Publication Date: 20260512
Application Date: 20221223

Claims (9)

1. A method for generating an image based on text edited with local detail, comprising the steps of: Dividing the input text into a plurality of independent object attribute descriptions through a grammar analyzer; Generating an initial image by generating an countermeasure network, and mapping the initial image to a hidden space for generating the countermeasure network; Finding out corresponding areas of object attribute description in the initial image through a feature positioning module, and generating corresponding attention map and feature map based on an attention mechanism; modifying the hidden space vector according to the feature diagram and the attention diagram, and re-sending the hidden space vector into a generated countermeasure network to obtain an image conforming to the text fine granularity description; The feature location module uses a de-duplication algorithm to eliminate overlapping regions in the attention patterns, the de-duplication algorithm first filters out attention patterns that overlap less with other attention patterns, and then combines the remaining attention patterns by maximum value combining Get global attention to try Finally, the overlapping area is removed by: Wherein the method comprises the steps of Representing attention force diagram Median value less than And n represents the overlapping area where two attention attempts are taken.

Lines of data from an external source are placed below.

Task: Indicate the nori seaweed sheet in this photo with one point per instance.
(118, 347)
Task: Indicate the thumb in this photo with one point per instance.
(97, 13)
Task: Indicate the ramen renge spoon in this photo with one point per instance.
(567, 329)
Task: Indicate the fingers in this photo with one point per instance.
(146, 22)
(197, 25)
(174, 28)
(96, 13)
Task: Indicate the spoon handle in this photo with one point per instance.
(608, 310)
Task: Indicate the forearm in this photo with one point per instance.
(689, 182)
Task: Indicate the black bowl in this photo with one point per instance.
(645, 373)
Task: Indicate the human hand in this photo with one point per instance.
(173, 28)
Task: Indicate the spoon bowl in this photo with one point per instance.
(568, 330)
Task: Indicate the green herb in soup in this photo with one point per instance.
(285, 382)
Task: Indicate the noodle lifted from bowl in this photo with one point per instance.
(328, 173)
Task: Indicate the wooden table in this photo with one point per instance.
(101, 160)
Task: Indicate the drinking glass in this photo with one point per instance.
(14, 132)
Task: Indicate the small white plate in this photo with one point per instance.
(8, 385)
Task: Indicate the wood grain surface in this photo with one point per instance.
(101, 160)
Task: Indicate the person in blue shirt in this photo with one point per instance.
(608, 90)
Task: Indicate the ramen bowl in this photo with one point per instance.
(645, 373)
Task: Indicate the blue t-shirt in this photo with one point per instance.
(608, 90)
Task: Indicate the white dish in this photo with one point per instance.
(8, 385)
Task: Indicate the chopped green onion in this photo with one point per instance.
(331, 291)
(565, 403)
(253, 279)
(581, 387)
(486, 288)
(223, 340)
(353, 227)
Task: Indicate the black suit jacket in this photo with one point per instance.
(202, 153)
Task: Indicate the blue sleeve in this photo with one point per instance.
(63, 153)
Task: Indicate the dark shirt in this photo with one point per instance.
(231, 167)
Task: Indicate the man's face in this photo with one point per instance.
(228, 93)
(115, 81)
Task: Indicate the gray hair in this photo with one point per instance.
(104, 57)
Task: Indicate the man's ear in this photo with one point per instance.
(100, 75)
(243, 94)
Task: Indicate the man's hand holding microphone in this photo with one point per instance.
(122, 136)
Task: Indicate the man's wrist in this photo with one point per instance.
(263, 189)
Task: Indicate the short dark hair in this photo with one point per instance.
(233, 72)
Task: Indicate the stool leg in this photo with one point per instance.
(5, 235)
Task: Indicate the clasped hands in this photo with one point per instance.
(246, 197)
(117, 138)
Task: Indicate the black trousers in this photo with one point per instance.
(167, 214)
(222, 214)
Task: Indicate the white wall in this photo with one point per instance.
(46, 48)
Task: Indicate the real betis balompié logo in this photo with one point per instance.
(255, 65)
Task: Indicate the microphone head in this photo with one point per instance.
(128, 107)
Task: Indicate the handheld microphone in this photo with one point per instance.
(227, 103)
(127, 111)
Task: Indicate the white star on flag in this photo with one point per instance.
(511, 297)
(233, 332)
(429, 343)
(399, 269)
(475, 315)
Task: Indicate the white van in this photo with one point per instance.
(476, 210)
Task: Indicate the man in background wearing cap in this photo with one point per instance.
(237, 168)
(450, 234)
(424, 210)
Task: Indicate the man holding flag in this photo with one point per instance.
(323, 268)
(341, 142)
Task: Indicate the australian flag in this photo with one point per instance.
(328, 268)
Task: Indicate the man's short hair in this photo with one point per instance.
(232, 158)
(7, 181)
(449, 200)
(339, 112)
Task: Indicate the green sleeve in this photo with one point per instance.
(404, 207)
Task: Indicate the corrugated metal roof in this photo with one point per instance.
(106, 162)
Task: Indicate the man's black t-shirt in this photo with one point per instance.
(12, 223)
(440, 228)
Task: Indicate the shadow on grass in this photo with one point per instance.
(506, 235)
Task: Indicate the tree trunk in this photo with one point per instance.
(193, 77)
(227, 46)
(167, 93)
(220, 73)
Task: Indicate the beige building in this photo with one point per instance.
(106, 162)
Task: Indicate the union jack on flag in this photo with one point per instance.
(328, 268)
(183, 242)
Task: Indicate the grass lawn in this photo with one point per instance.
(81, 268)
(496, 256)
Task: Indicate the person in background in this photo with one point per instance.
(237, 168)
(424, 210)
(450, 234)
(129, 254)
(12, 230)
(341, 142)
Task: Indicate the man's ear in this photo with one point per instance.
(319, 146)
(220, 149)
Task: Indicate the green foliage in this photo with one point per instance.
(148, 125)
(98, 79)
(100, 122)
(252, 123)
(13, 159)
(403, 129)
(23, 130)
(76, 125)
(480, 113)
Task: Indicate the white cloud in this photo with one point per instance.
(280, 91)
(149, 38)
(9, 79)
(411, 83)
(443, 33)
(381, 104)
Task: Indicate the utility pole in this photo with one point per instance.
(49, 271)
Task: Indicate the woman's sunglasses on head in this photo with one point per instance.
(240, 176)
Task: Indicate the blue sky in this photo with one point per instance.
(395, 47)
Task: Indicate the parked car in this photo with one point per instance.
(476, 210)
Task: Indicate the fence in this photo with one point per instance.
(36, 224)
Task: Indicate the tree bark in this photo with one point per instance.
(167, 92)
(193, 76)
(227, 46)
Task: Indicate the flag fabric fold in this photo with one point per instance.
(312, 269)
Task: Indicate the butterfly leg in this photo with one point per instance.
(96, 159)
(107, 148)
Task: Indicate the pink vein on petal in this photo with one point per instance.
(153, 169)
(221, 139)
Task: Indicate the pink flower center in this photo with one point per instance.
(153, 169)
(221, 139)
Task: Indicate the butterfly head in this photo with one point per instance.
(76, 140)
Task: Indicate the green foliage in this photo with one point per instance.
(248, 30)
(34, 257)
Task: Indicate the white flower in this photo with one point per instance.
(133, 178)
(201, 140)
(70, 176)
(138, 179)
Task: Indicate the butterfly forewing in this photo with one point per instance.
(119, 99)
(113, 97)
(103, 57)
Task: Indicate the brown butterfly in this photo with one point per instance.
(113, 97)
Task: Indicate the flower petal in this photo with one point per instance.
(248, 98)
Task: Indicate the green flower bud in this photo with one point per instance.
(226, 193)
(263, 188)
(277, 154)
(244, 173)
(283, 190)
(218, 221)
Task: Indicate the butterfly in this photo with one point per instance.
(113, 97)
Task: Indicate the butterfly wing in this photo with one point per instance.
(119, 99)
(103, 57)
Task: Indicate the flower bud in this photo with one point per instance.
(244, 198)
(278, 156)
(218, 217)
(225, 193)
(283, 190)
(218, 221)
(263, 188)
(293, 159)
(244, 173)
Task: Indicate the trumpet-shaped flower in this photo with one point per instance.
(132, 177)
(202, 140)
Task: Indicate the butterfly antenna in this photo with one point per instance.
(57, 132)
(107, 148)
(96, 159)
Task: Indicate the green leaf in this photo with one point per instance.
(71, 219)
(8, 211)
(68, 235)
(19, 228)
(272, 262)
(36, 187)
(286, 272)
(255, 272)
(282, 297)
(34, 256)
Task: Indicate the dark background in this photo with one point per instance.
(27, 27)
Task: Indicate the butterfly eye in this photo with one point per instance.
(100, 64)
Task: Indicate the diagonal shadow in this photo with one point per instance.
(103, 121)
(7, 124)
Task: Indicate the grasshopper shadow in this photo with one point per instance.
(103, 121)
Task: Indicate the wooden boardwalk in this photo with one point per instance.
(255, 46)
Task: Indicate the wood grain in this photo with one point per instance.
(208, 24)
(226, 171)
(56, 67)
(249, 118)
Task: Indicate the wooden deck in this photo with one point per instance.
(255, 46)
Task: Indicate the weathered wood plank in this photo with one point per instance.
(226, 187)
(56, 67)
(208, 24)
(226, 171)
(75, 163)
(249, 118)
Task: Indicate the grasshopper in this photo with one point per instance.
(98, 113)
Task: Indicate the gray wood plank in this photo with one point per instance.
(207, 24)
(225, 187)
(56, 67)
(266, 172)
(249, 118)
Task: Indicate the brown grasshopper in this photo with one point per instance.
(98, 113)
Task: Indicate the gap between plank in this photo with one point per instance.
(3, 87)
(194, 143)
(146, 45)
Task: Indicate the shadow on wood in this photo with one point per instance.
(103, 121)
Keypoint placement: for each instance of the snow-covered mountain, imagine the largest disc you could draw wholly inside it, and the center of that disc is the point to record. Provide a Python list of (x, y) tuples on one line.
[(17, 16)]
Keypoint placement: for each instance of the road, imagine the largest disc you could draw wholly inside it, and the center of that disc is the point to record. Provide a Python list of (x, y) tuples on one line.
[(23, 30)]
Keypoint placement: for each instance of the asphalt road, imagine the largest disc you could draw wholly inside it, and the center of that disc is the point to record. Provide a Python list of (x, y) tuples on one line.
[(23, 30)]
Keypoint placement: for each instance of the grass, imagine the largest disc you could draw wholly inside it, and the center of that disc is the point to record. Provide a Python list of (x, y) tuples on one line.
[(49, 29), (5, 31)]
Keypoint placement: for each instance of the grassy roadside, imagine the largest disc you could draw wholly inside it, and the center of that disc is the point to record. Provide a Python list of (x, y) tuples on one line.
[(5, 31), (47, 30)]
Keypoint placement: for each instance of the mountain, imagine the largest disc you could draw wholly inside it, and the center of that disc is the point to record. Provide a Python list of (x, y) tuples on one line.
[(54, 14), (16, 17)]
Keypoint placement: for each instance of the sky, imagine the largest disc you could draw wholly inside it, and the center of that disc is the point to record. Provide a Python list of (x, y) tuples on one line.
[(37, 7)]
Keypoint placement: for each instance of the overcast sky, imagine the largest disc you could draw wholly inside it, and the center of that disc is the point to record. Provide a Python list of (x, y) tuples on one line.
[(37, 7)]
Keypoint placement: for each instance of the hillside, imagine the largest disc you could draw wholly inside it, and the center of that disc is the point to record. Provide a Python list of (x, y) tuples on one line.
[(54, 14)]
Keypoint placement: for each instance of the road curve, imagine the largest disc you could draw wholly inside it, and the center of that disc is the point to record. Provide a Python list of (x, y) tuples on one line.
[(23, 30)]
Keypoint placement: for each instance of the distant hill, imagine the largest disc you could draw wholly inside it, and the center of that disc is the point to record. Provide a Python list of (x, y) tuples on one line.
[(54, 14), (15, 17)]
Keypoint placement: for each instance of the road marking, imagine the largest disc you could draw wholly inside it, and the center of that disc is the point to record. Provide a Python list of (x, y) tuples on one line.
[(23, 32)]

2. The method of claim 1, wherein the parser comprises a text block model and a parse tree parser, wherein the parser first uses the text block model to divide the text into non-overlapping phrases to obtain noun phrases in the text description, and after the noun phrases are obtained, uses the parse tree parser to obtain a grammar structure of the input text, and merges core noun phrases in the sentence with adjacent verb phrases, preposition phrases and noun clauses to form independent object attribute descriptions, wherein the merging algorithm is specifically that a sentence component is defined as a standard of independent attribute description, then traverses the parse tree from bottom to top, and when traversing to a certain node, puts the node into a division result if the node meets the standard, otherwise merges the node with a sibling node until the standard is met.
3. The method of claim 1, wherein mapping the initial image to the hidden space that generates the countermeasure network includes first randomly sampling a vector t in the generated countermeasure network hidden space and then modifying the vector using the following mapping loss function L proj : L proj ＝||F(x)-F(G(t))|| 2 Wherein x represents the initial image, G (), F (), the generated countermeasure network, and F (), the feature extraction model, and the loss function makes the generated image of the countermeasure network generated according to t as close as possible to the initial image x, thereby mapping x to its hidden space.

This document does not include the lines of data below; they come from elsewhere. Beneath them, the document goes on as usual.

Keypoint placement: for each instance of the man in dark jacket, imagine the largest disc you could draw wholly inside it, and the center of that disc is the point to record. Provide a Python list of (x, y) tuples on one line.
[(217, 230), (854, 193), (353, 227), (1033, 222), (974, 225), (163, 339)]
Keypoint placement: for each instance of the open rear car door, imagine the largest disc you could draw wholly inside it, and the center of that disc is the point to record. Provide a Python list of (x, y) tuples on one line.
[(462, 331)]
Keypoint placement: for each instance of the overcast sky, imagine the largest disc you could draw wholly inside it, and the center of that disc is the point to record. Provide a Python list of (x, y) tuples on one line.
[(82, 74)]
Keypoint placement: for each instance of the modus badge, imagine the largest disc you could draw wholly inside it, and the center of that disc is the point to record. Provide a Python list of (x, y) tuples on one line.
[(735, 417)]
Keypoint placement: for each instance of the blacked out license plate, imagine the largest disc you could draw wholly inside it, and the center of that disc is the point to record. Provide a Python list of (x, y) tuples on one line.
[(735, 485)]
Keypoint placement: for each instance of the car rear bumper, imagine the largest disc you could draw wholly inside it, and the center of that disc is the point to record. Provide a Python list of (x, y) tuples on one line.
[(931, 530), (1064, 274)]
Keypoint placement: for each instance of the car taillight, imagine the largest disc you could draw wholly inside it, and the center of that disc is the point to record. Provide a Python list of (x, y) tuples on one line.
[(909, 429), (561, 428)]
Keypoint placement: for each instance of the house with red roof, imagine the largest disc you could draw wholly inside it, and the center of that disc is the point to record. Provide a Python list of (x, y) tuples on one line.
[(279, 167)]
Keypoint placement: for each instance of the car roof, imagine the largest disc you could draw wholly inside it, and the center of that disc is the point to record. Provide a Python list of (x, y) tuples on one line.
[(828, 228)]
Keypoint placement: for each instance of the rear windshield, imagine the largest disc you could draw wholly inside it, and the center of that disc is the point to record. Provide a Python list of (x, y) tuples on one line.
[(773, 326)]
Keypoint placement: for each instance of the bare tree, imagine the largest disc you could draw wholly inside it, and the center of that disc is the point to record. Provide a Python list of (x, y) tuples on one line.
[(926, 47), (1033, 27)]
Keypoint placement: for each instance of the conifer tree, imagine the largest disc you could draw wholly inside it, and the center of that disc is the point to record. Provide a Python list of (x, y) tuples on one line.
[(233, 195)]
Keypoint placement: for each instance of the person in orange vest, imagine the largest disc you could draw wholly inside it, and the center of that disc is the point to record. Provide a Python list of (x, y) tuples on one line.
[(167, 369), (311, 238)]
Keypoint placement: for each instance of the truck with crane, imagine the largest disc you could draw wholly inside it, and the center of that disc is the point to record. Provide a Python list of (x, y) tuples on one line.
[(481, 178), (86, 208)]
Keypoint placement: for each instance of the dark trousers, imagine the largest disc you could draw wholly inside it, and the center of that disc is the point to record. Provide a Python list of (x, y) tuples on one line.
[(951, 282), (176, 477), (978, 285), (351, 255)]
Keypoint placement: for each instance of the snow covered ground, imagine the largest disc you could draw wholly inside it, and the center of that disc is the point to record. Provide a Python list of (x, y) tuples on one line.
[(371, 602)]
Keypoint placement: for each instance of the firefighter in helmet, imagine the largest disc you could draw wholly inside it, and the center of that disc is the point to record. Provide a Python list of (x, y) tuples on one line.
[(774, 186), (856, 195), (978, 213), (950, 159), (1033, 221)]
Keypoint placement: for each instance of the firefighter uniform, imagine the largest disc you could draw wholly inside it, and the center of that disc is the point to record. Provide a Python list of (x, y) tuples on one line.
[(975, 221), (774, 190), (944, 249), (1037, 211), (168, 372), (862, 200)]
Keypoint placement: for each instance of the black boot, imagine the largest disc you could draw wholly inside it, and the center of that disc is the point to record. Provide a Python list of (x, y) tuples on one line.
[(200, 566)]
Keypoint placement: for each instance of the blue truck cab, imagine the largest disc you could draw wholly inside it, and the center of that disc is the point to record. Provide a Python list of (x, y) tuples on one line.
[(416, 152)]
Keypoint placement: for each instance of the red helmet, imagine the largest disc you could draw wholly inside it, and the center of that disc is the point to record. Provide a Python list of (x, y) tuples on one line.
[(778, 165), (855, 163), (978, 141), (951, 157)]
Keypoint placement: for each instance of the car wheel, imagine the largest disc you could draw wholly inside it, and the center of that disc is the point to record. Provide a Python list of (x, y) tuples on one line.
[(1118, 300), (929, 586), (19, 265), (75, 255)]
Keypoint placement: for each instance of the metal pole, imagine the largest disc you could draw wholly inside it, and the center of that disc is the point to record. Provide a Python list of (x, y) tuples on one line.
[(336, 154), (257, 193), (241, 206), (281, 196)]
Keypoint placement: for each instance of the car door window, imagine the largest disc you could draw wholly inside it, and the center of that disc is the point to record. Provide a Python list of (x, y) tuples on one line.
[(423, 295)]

4. The method of claim 1, wherein screening out attention patterns that overlap less with other attention patterns comprises: For the ith attention profile, the saliency area is denoted as a i , and the deduplication algorithm first calculates the global attention area A i-1 in the previous i-1 profile: A i-1 ＝a 1 ∪a 2 ∪...∪a i-1 wherein, U represents that each point in the two attention diagrams takes a larger value; then, the attention profile with less overlap with other attention profiles is filtered out, and the attention profile i is ignored when the following condition is satisfied: Where S (-) refers to the area of the strikings significance region, a i ＞A i-1 denotes the region where the median in a i is greater than a i-1 in the strikings, n denotes the overlap region where two strikings are taken, the first formula requires the attention region to have a distinguishing local feature, α is the discrimination threshold, the second formula requires the attention region to not overlap much with other regions, β is the overlap ratio.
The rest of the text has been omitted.